Can Artificial Intelligence become the Next Cancer Detecting Marvel?

Can Artificial Intelligence become the Next Cancer Detecting Marvel?
Machine learning often requires massive data sets to develop an effective algorithm, but for this contest, teams were provided with only 2,000 images.

Quite possibly. Computers are advancing so fast and what they’re being used for no in the medical field has changed dramatically over the past decade. Artificial intelligence and deep learning techniques are being used to change the way in which various processes are carried out.

With thanks to neural networks, computers are beginning to learn o their own how to best solve a problem and come up with a solution far more efficient or accurate than a human could ever deliver.
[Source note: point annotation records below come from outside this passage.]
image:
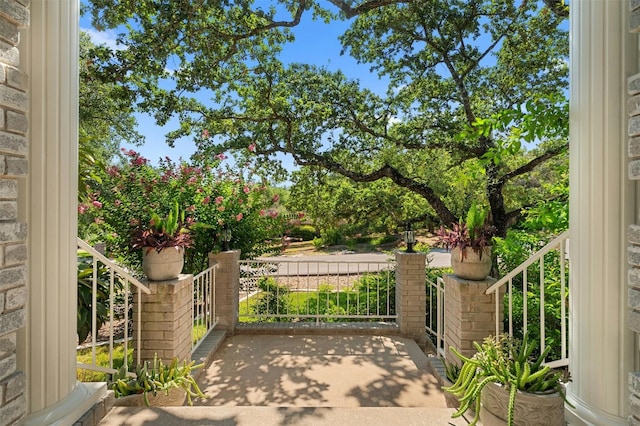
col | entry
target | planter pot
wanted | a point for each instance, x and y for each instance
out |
(469, 265)
(176, 398)
(530, 409)
(450, 399)
(162, 266)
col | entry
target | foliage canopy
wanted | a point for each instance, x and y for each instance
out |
(477, 86)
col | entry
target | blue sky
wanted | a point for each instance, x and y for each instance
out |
(316, 43)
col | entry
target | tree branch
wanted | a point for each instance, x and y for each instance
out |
(526, 168)
(385, 171)
(367, 6)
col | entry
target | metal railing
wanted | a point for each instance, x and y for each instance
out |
(319, 291)
(109, 281)
(435, 314)
(203, 314)
(548, 289)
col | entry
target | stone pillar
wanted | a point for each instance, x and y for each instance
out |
(469, 315)
(603, 56)
(167, 315)
(411, 296)
(227, 288)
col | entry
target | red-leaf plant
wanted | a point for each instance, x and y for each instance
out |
(170, 231)
(476, 233)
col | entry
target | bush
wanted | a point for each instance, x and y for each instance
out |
(273, 299)
(304, 232)
(332, 237)
(512, 251)
(318, 243)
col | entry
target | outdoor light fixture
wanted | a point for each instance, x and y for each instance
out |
(226, 237)
(409, 237)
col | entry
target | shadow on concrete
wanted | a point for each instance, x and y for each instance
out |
(319, 371)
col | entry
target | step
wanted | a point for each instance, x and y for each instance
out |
(278, 416)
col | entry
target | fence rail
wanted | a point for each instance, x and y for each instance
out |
(541, 283)
(204, 305)
(316, 291)
(435, 314)
(107, 282)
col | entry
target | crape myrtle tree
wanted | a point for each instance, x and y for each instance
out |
(470, 82)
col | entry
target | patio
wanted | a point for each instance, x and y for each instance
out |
(309, 380)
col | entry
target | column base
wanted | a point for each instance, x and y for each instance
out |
(71, 408)
(584, 415)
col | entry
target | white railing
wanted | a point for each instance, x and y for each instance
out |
(316, 291)
(203, 314)
(435, 314)
(109, 280)
(558, 285)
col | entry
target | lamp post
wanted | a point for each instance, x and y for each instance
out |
(226, 237)
(409, 237)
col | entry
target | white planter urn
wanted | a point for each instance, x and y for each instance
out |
(166, 265)
(471, 265)
(531, 409)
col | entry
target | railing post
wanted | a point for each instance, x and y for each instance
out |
(470, 314)
(166, 319)
(411, 295)
(227, 288)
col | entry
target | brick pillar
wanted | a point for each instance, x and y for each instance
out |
(166, 319)
(470, 314)
(411, 295)
(227, 288)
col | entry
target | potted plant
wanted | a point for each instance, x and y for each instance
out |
(470, 245)
(163, 243)
(505, 386)
(157, 384)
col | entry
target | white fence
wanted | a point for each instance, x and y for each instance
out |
(111, 288)
(435, 314)
(204, 305)
(543, 285)
(316, 291)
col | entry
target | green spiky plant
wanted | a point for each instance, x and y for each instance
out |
(157, 377)
(162, 232)
(507, 362)
(475, 232)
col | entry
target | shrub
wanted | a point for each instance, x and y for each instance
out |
(273, 299)
(512, 251)
(318, 243)
(304, 232)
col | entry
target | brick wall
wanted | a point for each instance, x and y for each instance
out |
(166, 319)
(14, 15)
(411, 297)
(633, 234)
(470, 314)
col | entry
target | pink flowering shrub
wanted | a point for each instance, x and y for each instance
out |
(211, 196)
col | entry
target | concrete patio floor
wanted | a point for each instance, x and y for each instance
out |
(308, 380)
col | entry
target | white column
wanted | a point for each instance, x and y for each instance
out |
(601, 207)
(50, 57)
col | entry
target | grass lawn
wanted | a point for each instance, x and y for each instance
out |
(102, 359)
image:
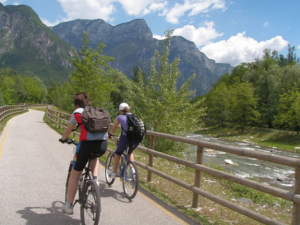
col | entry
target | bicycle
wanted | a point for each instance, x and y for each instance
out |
(88, 193)
(128, 173)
Just last year Cancer Moonshot began. The purpose of this program is to progress cancer prevention, diagnosis, and treatment, largely through the use of AI and other algorithms.  Part of the Moonshot program is the Data Science Bowl. This is a heavily funded competition that looks to develop AI within medical communities and offers a whopping $1 million prize. The winners of the competition used a neural network that used deep learning and sets of annotated images on which to build its knowledge. These annotated images are extremely useful because it’s not always clear why an AI makes its choice. Annotations are a way of leaving a trail behind for scientists to follow.

AI has been making its way into various medical applications lately. Watson has teamed up with institutions such as Sloan-Kettering and Weill Cornell and as a result, deep learning has been used to develop cancer detecting algorithms that have the same accuracy as human dermatologists. The same algorithm cam also detects the cause of blindness in certain cases.